Shumate, a former legislator from Tulsa, said he resigned amid talk that his office, the Office of University Community, and its staff and student leaders were being told to vacate the old Sigma Alpha Epsilon fraternity house so that “the fraternity would eventually be reinstituted.”
OU disputes the assertion that SAE will return to the campus.
SAE’s demise on the OU campus led then-President David Boren to create Shumate’s position.
In March 2015, a video surfaced of OU Sigma Alpha Epsilon members singing racist lyrics on a party bus. Boren moved swiftly to ban the fraternity from campus and announced the creation of a vice president position focusing on diversity and inclusion. He tapped Shumate for the job.
Shumate said Wednesday that “to do this work in the SAE house was perhaps one of the best ways and symbols the university could (use to) really nationally set a standard that you can move toward reconciliation and not cover up the connections, the places, where incidents happen.”
Shumate said he had been involved in discussions with OU’s general counsel, general counsel’s staff and director of real estate operations.
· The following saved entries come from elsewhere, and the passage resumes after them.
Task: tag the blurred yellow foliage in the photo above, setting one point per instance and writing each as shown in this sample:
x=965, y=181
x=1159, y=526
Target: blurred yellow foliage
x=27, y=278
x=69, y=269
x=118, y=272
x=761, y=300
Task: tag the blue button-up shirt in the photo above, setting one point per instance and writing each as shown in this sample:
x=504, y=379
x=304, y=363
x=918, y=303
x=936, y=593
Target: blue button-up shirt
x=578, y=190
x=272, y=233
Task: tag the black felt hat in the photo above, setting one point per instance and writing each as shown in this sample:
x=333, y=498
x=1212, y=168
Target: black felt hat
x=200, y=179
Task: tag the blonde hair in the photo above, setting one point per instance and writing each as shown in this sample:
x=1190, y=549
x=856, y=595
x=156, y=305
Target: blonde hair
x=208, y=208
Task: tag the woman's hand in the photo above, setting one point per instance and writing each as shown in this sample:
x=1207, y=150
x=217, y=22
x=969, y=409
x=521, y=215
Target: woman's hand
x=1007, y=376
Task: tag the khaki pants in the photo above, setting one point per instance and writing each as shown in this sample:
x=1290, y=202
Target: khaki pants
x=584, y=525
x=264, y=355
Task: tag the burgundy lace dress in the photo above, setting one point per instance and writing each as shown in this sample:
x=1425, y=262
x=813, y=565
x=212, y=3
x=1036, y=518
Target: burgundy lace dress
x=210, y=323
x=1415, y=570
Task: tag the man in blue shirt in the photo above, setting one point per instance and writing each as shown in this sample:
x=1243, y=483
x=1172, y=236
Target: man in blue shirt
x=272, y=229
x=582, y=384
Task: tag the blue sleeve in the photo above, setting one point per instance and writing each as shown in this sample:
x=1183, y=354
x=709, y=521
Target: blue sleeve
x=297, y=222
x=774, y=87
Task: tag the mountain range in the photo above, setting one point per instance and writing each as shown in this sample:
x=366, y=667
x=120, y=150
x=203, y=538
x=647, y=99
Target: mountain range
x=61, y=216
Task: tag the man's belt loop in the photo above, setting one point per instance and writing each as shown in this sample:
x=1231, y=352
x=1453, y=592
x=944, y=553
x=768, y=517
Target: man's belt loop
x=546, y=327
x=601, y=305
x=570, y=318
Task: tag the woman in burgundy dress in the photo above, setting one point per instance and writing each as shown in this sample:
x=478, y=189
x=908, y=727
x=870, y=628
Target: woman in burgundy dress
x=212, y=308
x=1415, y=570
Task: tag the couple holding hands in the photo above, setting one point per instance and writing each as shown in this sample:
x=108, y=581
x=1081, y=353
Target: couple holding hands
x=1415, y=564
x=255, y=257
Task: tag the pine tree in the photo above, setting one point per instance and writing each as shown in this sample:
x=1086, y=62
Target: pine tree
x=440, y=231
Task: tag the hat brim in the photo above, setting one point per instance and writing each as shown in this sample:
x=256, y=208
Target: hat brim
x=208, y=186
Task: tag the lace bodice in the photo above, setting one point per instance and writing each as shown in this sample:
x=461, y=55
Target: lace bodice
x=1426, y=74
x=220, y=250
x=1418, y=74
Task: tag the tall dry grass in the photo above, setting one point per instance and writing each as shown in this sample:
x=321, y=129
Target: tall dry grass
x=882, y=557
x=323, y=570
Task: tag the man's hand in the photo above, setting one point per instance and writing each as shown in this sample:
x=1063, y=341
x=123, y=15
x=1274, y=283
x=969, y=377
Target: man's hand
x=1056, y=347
He said he had been told he would have to move himself, his staff and student leaders from the former SAE house “and that the fraternity would eventually be reinstituted and that needed to be done quickly while the students were away.”
“I did not think that it was wise to roll back all the work that had been done and to bring the fraternity back when the university was still healing,” Shumate said.
He said he argued against bringing back the SAE fraternity without a campus-wide discussion.
University officials said in a prepared statement that the SAE fraternity is not reopening a chapter at the University of Oklahoma.
Shumate previously served as a state senator for District 11, which includes north Tulsa and parts of southeast Osage County, from 2012 to 2015. He also served a term in the House of Representatives in 2004.
As a vice president, Shumate reported directly to Boren. In an administrative reorganization by new OU President Jim Gallogly, Shumate was demoted to associate vice president and was assigned to report to Provost Kyle Harper.
“OU highly values and appreciates the position of the chief diversity officer and the office of university community,” Yarbrough said. “Because this was not a preplanned exit, the university has not yet named an interim chief diversity officer.”